Nothing says cuisine like Julia Child… am I right? After watching the movie Julie & Julia with Husband, I mentioned that I would love to have my own copy of Mastering the Art of French Cooking. Husband did not disappoint, as I found the set of Volumes 1 and 2 under the Christmas tree! Of course, that was Christmas 2012, and this is the first time I’ve finally attempted a recipe.
The end result was spectacular, of course. But I have never put so much labor into what I thought was a simple dish!
Substitutions: I bought a larger chicken (approximately 6 pounds) so that we would have leftovers. Happy to report that I did not adjust the amounts of the remaining ingredients and it still turned out perfectly, as did the Chicken and Dumplings I made from the subsequent bone broth and leftover chicken. I added some whole red potatoes to the roasting pan to go with the carrots and onions.
After so many flips and turns, it was hard to keep track of which way was up, for the bird and for me… Be careful when turning the chicken so that the delicious skin doesn’t wind up stuck to the bottom of the roasting pan.
Is it sinful if I thought the carrots were the most amazing part?
Poulet Roti (Roast Chicken)
1 whole chicken, 3-4 pounds
3/4 teaspoon salt, divided
5 tablespoons butter, softened to room temperature, divided
1 carrot, sliced
1 onion, sliced
1 tablespoon olive oil
1/2 tablespoon shallot or green onion, minced
1 cup chicken stock or broth
Preheat oven to 425°F. Sprinkle inside of chicken with 1/4 teaspoon salt and smear in 1 tablespoon butter. Dry it thoroughly with paper towels, and rub the skin with 1 tablespoon butter. Place chicken, breast side up, in a roasting pan. Strew carrot and onion around it, and set it on a middle rack of the preheated oven. Meanwhile, in a small sauce pan, melt 2 tablespoons butter and 1 tablespoon olive oil to use for basting.
Allow chicken to brown lightly for 5 minutes. Turn it on its left side, basting it with the butter and oil mixture, and allow it to brown for 5 minutes. Turn it on its right side, baste it, and allow to it to brown for 5 minutes.
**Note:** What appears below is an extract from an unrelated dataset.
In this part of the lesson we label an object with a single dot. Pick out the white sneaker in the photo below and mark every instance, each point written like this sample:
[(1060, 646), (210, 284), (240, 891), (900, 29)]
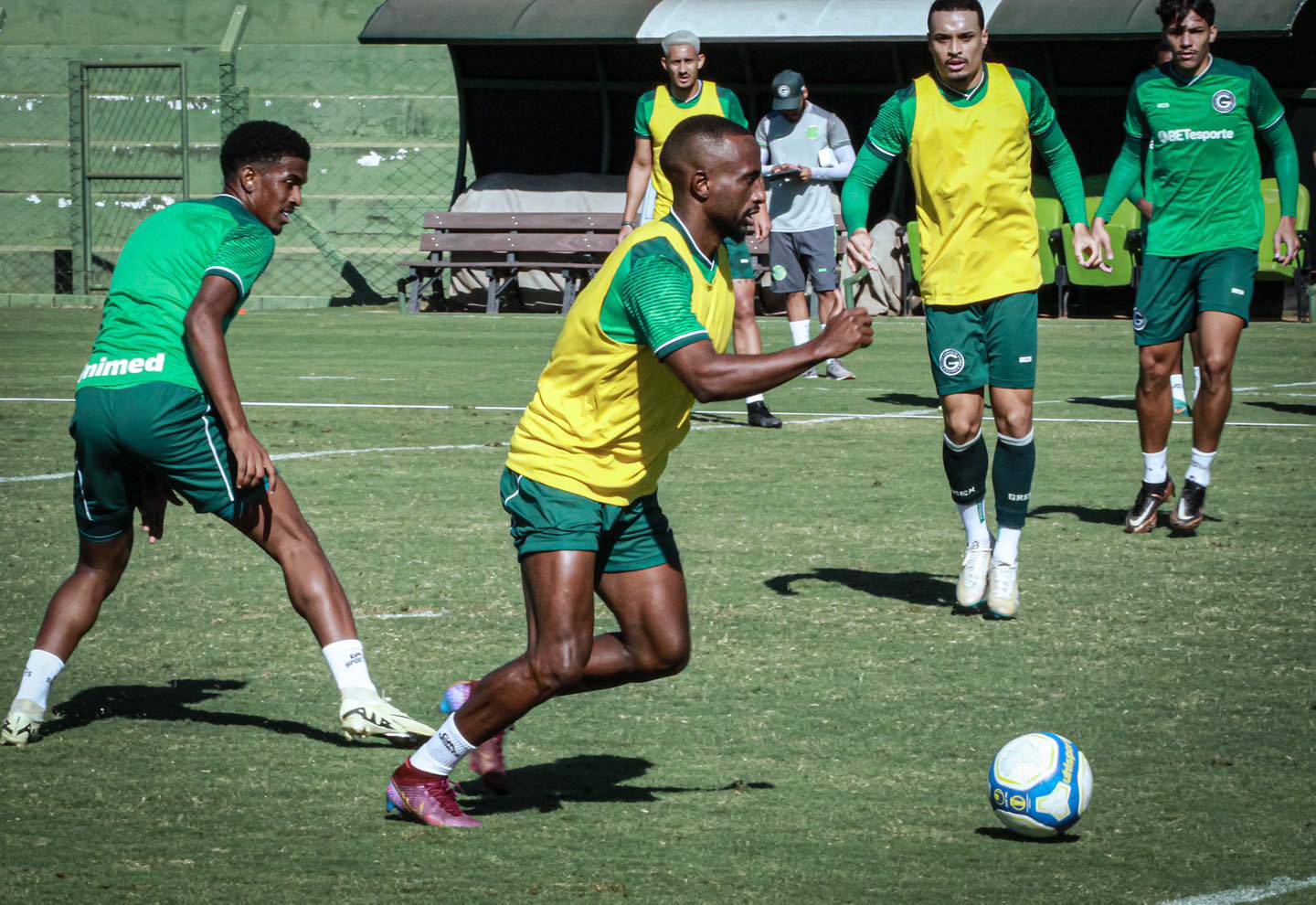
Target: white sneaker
[(971, 586), (23, 724), (839, 371), (1003, 592), (365, 715)]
Reduce oven to 350°F. Leave chicken on its right side, and baste every 8 to 10 minutes, using the fat in the roasting pan when butter-and-oil mixture is empty. Halfway through estimated roasting time (when the right side of chicken is golden brown, about 40 minutes), sprinkle chicken with 1/4 teaspoon salt then turn it on its left side. Continue roasting and basting for another 20-30 minutes, until left side is golden brown. Then, sprinkle chicken with 1/4 teaspoon salt and turn the chicken, breast side up. Continue basting and cook for another 10-20 minutes or until chicken has an internal temperature of 165°F. When done, cut and discard trussing strings, and allow chicken to rest on a hot platter for 5 to 10 minutes.
Remove 2 tablespoons of fat from the pan, and discard. Then, strain the cooked vegetables and pan juices through a chinois. In a small sauce pan, combine strained pan juices and minced shallot (or green onion), and cook over low flame for 1 minute. Add stock, and boil rapidly over high heat, scraping and discarding any white foam, until liquid reduces to 1/2 cup. Season with salt and pepper. Turn off flame, and just before serving, swirl in 1 to 2 tablespoons of butter into the pan sauce. Pour a spoonful of sauce over the chicken, then ladle the remaining sauce in a gravy boat for the table.